How does Browns at 1250 cfs compare to Browns at 1500 cfs, 1750 cfs, 2000 cfs, 2500 cfs? What gets harder, easier, more fun, etc.?


----------



## COUNT (Jul 5, 2005)

In my opinion, Brown's changes very little from about 12 or 13 hundred to 18hundo. Over 18 stuff starts to wash out and just become big wavetrains and the necessity of making moves disappears. The hardest I've ever run Brown's was at 330. Over 1200, Pinball disappears. Toiletbowl gets tougher lower and at low flows <800, there are definitely right and wrong sides to start on in some of the drops of Staircase. Raft Ripper gets tough under 600.

COUNT


----------



## Snowhere (Feb 21, 2008)

1250, yawn.... 1500 better. 2000, the ark tends to wash. +2000, gets better and better. +4000, best.

Tough to exactly pinpoint what gets harder and easier as some stuff is harder at certain flows, and gets easier at higher and then gets tougher higher and then gets easier..... 
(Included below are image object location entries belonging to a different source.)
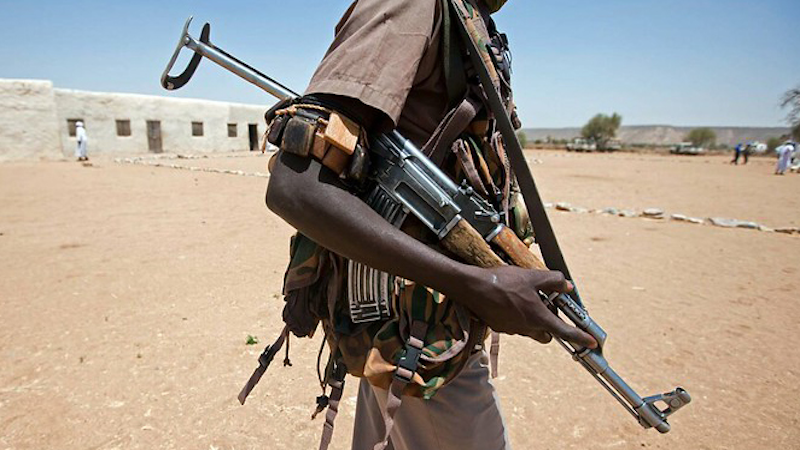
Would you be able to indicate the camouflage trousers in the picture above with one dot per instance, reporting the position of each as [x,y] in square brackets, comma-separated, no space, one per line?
[463,415]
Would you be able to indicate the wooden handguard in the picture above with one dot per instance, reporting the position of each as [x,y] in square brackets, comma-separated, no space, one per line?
[464,241]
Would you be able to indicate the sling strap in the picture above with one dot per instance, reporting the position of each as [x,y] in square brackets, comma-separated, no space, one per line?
[406,369]
[336,382]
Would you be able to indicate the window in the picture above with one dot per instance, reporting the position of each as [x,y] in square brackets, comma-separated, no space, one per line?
[123,128]
[71,126]
[197,128]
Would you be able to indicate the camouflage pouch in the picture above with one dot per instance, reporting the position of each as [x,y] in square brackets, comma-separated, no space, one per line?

The major rapids, Zoom, the Seven Stairs, tend to be tougher (but great fun) at higher flows. Big drop, Toilet Bowl can easily be sneaked at higher flows, so where the rapid might be tougher, you can always sneak. Like any river, the bigger the flow, the pushier it will be. If you really want to pucker up, try Numbers above 2500!


----------



## heliodorus04 (May 31, 2005)

I agree with Count.

Zoom Flume has some small-width holes that are grippy above 1800.

Pinball is the most difficult at low flow.

Toiletbowl above 1800 intimidated me, but there's an easy sneak on river right at higher flows.

The higher it goes, the more washed out everything but Zoom Flume is.

Oh, and below 500, the float in is tedious.


----------